The molecular diagnosis of sporotrichosis relies on PCR. (A) Species-specific PCR is a fast and inexpensive method that combines conventional PCR and agarose gel electrophoresis to detect Sporothrix DNA, mainly in vitro culture samples [96]. Eventually, species-specific PCR is used for detection from clinical samples [249]. Although it has great specificity, the method has low sensitivity (up to 10–100 fg of DNA). (B) For the rapid and accurate diagnosis of human and feline sporotrichosis, a multiplex qPCR assay was developed for the simultaneous detection and speciation of S. brasiliensis, S. schenckii, and S. globosa from cultured DNA and clinical samples (up to 3 copies of the target) [238]. Ss54 = S. brasiliensis; Ss118 = S. schenckii; Ss06 = S. globosa.

Figure 7

The main antifungal agents used in treating sporotrichosis and their cellular targets are depicted. Azoles (e.g., itraconazole) and allylamines (e.g., terbinafine) are fungistatic drugs that slow fungal growth; the azoles by inhibiting cytochrome P-450-dependent synthesis of ergosterol (purple chart: sterol biosynthesis pathway) and the allylamines by competitive inhibition of squalene epoxidase, blocking the conversion of squalene to lanosterol.

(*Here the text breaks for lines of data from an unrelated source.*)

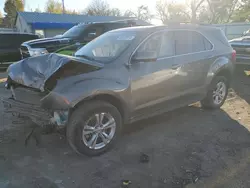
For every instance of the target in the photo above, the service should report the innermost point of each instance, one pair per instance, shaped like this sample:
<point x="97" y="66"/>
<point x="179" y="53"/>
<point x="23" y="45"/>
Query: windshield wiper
<point x="87" y="57"/>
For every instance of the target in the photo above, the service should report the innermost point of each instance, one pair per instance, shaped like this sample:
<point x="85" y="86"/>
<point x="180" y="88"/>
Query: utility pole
<point x="63" y="7"/>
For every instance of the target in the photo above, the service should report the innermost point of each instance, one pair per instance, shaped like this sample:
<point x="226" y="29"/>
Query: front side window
<point x="107" y="46"/>
<point x="167" y="47"/>
<point x="153" y="44"/>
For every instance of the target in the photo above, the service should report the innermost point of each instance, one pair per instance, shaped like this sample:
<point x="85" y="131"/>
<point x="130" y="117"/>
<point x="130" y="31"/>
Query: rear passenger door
<point x="193" y="53"/>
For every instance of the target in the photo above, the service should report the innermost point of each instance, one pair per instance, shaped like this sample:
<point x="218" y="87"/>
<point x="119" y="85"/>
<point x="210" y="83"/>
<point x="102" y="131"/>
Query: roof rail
<point x="192" y="23"/>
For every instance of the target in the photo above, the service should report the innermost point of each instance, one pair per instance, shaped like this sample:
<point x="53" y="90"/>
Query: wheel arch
<point x="114" y="100"/>
<point x="221" y="67"/>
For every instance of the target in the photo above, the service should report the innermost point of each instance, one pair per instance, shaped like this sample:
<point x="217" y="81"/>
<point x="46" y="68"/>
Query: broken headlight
<point x="37" y="51"/>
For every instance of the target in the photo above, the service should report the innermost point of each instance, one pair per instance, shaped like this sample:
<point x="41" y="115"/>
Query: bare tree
<point x="222" y="11"/>
<point x="53" y="6"/>
<point x="142" y="13"/>
<point x="194" y="6"/>
<point x="98" y="8"/>
<point x="171" y="12"/>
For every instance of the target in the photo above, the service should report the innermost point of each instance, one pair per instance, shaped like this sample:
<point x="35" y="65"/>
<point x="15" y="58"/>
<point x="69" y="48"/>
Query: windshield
<point x="106" y="47"/>
<point x="74" y="31"/>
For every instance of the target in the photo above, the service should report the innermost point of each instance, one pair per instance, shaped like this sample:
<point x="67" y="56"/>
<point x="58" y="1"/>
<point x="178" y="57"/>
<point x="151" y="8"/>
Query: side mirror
<point x="91" y="35"/>
<point x="145" y="56"/>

Amphotericin B is a fungicidal drug whose main target is the ergosterol molecule, producing pores in the plasma membrane (1), leading to the leakage of cytoplasmic material, sequestering (2), absorbing or extracting ergosterol from the membrane (4). Oxidative damage is reported as an alternative mode of action of AmB (3). The main adaptation that can lead to resistance in Sporothrix species is the increased expression of efflux pumps, especially to azoles, although other mechanisms may be involved. The illustration was partially based on Servier Medical Art elements and licensed under a Creative Commons Attribution 3.0 Unported License. ER: endoplasmic reticulum; ROS: reactive oxygen species.